Date of Award


Degree Name

Doctor of Philosophy


Educational Leadership, Research and Technology

First Advisor

Brett Geier, Ed.D.

Second Advisor

Rusty Stitt, Ph.D.

Third Advisor

Jeffrey Thoenes, Ph.D.


School principals are facing an increase in demand and challenges from district, state, and federal agencies for improvements both behaviorally and academically. Each year, more school principals exit their positions for other professions. The concentrated poverty school districts have been hit the hardest by this exodus.

The purpose of this basic qualitative study is to examine why some principals within concentrated poverty school districts remain in their positions, especially when they are located near other districts with much lower poverty concentrations. The factors of interest are issues such as district leadership support for principals, compensation, climate and culture of the buildings, principal evaluation, mentoring support, professional development opportunities, and the impact of schools’ socio-economic status.

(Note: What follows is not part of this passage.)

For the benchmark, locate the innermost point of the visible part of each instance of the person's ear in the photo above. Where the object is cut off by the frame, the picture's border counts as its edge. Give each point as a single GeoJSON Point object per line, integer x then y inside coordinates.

This study was conducted using a semi-structured, open-ended interview protocol. During the interview process, 10 principals who had worked in a concentrated poverty school for a minimum of five years were interviewed. In addition, the principals came from a wide range of academic levels including elementary, middle, high, alternative, and virtual schools. In an effort to capture why these principals remained working in their respective schools when other professional opportunities became available, they were asked six questions. These questions focused on Locke’s (1976) work on job satisfaction and four areas of professional growth: (1) School Leadership Aspirations, (2) Concentrated Poverty Leadership, (3) ManagingDaily Challenges, and (4) Central Office Recommendations. Constant comparative data analysis resulted in seven major themes and eight subthemes. Upon reviewing the data, I took my I research one step further and categorized these themes and subthemes into three foundation themes: (1) Experiences as a School Leader, (2) Concentrated Poverty Challenges, and (3) Recommendations for Retention.

Prior to this study, most related research on school principal retention provided reasons why leaders left their respective school districts. Little to no research has focused on the reasons that school principals remain in their respective school districts. The purpose of this study is to provide descriptive reasons why school principals remain in concentrated poverty schools. It also provides suggestions for ways that central office administrators can retain school principals. Overall, school principals I interviewed for this study identified opportunities for professional growth, support from the superintendent, collaboration among other leaders, and proper resource allocation as guiding forces of retention. As a result of this study, the literature has expanded to include the results of why school principals remain within their positions.

The results of my research show that central office administrators should focus on providing support and guidance to school principals. The specific supports mentioned by school principals include mentoring opportunities, regular meetings, and emotional support.